Earlier, Japan's Nikkei average .N225 fell 1.9 percent to finish at 9,737.48, its lowest close in two weeks.
EURO BOUNCES
The euro overcame earlier weakness to wipe out losses against the dollar and hit a session high at $1.2396 as traders cited a minor comeback in stocks and the rally in commodities. The euro was last quoted at $1.2379, up 0.37 percent from Thursday's New York close.
The dollar fell against the yen after the earlier report of soft U.S. economic growth.
Earlier in the day, funding concerns in the euro zone had prompted caution as banks need to repay some 442 billion euros in one-year loans to the European Central Bank next week.
The dollar slipped against a basket of major trading-partner currencies, with the U.S. Dollar Index .DXY down 0.48 percent at 85.325.
Against the yen, the dollar declined 0.30 percent to 89.27 Japanese yen.

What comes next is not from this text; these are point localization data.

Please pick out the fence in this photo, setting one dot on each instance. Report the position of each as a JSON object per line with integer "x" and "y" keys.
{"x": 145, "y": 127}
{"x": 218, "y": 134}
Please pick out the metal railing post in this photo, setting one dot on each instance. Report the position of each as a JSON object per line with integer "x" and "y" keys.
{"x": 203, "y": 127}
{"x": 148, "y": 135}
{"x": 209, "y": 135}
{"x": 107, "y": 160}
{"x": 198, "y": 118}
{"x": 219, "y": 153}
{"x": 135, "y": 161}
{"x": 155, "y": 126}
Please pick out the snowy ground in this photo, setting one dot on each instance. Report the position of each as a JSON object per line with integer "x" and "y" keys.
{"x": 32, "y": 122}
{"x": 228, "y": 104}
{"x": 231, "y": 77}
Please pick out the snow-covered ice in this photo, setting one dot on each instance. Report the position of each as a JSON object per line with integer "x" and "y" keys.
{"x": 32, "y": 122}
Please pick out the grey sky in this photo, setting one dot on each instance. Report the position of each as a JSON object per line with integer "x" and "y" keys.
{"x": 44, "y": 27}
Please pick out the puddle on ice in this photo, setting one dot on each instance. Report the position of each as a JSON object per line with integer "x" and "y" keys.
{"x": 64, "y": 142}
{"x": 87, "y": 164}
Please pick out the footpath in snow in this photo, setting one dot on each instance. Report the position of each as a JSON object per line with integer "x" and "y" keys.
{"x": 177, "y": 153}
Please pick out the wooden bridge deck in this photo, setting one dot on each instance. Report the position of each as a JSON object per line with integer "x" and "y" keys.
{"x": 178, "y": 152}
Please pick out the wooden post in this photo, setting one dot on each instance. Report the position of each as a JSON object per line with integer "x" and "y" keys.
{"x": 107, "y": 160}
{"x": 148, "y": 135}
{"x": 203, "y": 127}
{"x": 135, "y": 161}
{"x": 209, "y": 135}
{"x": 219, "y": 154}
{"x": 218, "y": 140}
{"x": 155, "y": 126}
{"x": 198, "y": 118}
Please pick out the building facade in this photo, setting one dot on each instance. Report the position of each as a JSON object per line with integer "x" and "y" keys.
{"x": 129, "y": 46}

U.S. Treasury debt prices rose after the disappointing report on U.S. economic growth. Benchmark 10-year Treasury notes rose 9/32 in price, while yields declined to 3.11 percent from 3.14 percent late Thursday.
Core euro-zone government bonds struggled to make further headway after three consecutive days of gains drove futures to two-week highs. Losses were limited by stocks' weakness.
In commodities, U.S. light sweet crude oil for August delivery settled at a seven-week high at $78,86 a barrel -- up $2.35, or 3.07 percent, for the day. Oil prices jumped on concerns that a tropical storm in the Caribbean might get stronger and head to the Gulf of Mexico, where BP Plc (BP.L)(BP.N) is trying to clean up its huge oil spill.
Spot gold prices rose $11.05, or 0.89 percent, to $1,255.10 an ounce.